НЕФ осторожно спускалась по лестнице, тускло освещенной лишь парой масляных светильников на стенах и слабым светом, падающим сверху, от входа. На мгновение этот свет померк, будто кто-то его застил, Неф быстро оглянулась — никого. Но стало немного тревожно. Если Эхнатон послал кого-то следить за ней, то… Ну так что? Разве она, царица, не вправе посещать места, какие ей угодно? Скульптор создает ее портрет, и она должна хоть иногда позировать ему. Тутмес — несчастный жалкий раб, пусть и талантливый, о чем тут можно говорить, в чем подозревать? Смешно. Но по телу пробежал озноб. Неф знала, как муж умеет гневаться. И как предан ему Азир. Он всегда смотрит на своего царя рабскими глазами, а на нее, царицу — жадными и сладкими до отвращения. Она запомнила его взгляды, когда еще только попала во дворец, совсем девочкой, и Азир тогда был молод и горячего нрава, и сластолюбив чрезмерно, он даже имел, с разрешения старого фараона, собственный гарем из четырех наложниц. Ну, нрав его не изменился, только гарема не стало, Эхнатон запретил. Разрешил иметь только одну наложницу, Сару. Она любит Азира до безумия, убить за него может, не задумается. А он… его черные мрачные и стерегущие глаза всюду следят за ней, за царицей! — негде укрыться от них.
Неф открыла протяжно скрипнувшую деревянную дверь и вошла в мастерскую. В просторном помещении было светло от многочисленных светильников, расставленных вдоль стен, но пусто, если не считать разной величины статуй, бюстов и барельефов, но их не так уж много — всё, что Тутмос изготовлял, тут же отдавалось заказчикам, произведения скульптора пользовались у знати успехом. Неф оглянулась — нет ни Тутмеса, ни Сида — мальчика-подмастерья, наверно, они еще в трапезной для слуг.

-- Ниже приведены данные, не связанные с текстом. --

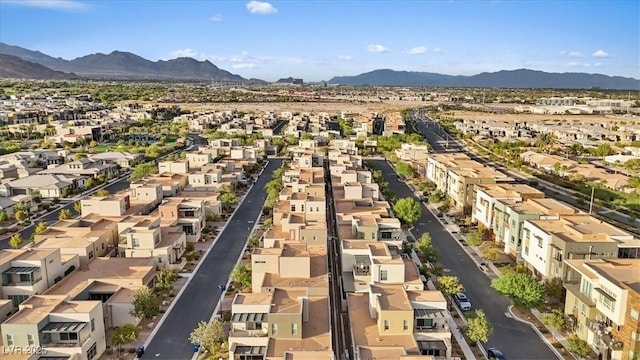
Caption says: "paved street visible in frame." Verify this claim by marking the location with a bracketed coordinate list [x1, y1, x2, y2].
[0, 176, 129, 250]
[145, 159, 282, 360]
[371, 160, 556, 360]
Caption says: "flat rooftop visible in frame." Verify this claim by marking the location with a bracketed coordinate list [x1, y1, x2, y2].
[347, 293, 418, 354]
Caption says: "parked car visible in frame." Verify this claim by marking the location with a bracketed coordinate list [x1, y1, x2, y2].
[453, 293, 471, 311]
[487, 348, 507, 360]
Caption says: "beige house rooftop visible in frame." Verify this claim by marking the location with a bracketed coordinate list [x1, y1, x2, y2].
[528, 215, 633, 242]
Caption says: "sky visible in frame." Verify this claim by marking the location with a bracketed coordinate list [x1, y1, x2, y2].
[0, 0, 640, 81]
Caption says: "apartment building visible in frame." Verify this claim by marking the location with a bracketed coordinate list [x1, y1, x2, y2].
[563, 259, 640, 360]
[426, 153, 513, 213]
[157, 197, 205, 242]
[251, 241, 329, 296]
[522, 214, 636, 278]
[118, 216, 188, 269]
[491, 198, 578, 261]
[0, 295, 106, 360]
[0, 248, 80, 315]
[347, 285, 452, 360]
[44, 257, 157, 328]
[229, 288, 332, 360]
[340, 240, 424, 293]
[471, 184, 545, 229]
[30, 218, 118, 266]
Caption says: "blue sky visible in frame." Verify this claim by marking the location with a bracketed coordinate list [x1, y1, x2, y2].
[0, 0, 640, 81]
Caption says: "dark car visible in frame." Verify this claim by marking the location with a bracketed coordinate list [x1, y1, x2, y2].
[487, 348, 507, 360]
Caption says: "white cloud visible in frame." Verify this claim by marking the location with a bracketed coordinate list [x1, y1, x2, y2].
[367, 44, 389, 52]
[560, 51, 584, 58]
[404, 46, 429, 55]
[2, 0, 89, 10]
[247, 0, 278, 15]
[566, 61, 589, 67]
[231, 63, 258, 69]
[591, 50, 611, 58]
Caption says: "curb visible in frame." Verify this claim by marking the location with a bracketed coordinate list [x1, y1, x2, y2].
[144, 161, 269, 349]
[507, 305, 564, 359]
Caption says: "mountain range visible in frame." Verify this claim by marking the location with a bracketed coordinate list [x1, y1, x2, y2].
[0, 42, 640, 90]
[328, 69, 640, 90]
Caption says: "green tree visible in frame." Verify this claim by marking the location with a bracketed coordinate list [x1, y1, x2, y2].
[95, 189, 111, 197]
[220, 192, 238, 210]
[481, 244, 502, 261]
[393, 197, 422, 225]
[131, 286, 160, 319]
[9, 233, 23, 249]
[465, 309, 493, 343]
[156, 268, 178, 293]
[130, 161, 158, 181]
[13, 210, 27, 223]
[491, 272, 546, 309]
[58, 209, 71, 220]
[416, 233, 438, 262]
[542, 309, 565, 330]
[33, 221, 47, 235]
[189, 319, 227, 355]
[438, 275, 464, 304]
[111, 324, 140, 356]
[231, 264, 251, 289]
[567, 335, 592, 359]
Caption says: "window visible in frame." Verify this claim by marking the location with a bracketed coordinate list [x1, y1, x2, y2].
[7, 295, 29, 309]
[60, 333, 78, 340]
[416, 319, 433, 328]
[87, 343, 98, 360]
[380, 270, 389, 281]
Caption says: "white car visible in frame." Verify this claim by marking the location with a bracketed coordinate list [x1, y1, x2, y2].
[453, 293, 471, 311]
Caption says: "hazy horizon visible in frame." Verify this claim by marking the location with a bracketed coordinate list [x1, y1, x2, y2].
[0, 0, 640, 81]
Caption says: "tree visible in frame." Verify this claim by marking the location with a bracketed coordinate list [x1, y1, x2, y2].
[111, 324, 140, 355]
[465, 309, 493, 343]
[131, 286, 160, 319]
[220, 192, 238, 210]
[156, 268, 178, 293]
[231, 264, 251, 289]
[567, 335, 591, 358]
[33, 221, 47, 235]
[130, 161, 158, 181]
[9, 233, 23, 249]
[542, 309, 565, 330]
[481, 244, 502, 261]
[491, 272, 546, 309]
[189, 319, 227, 355]
[13, 210, 27, 223]
[58, 209, 71, 220]
[438, 275, 464, 303]
[393, 197, 422, 225]
[95, 189, 111, 197]
[416, 233, 438, 262]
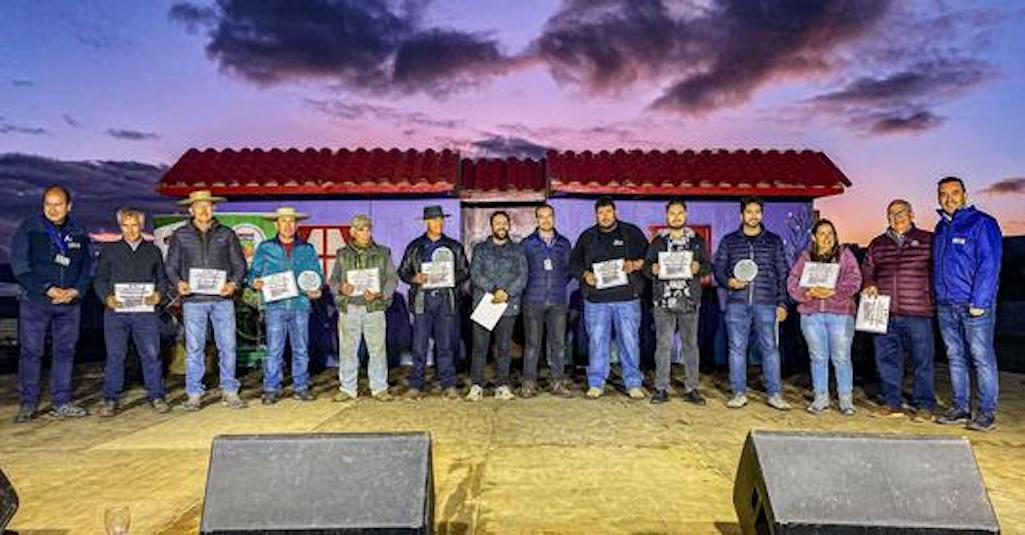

Неф обошла помещение… Вот эту небольшую головку он уже почти закончил, даже длинная серьга из синего стекла висит в одном ухе, а вторая лежит рядом, на подставке. А этот бюстик только недавно начат, но она уже себя узнает… Неф улыбнулась. «Я хочу лепить лишь тебя, тебя одну…». Ему кажется, что статуэтки и бюстики Прекрасной принадлежат только ему и еще ей, и очень страдает, когда что-то забирает себе Эхнатон или кто-нибудь из их дочерей. А то и важным гостям приглянется и унесут.
— Неф… — услышала она тихий возглас и обернулась. Тутмес смотрел на нее сбоку, замерев, с изумлением на лице, словно видел ее впервые.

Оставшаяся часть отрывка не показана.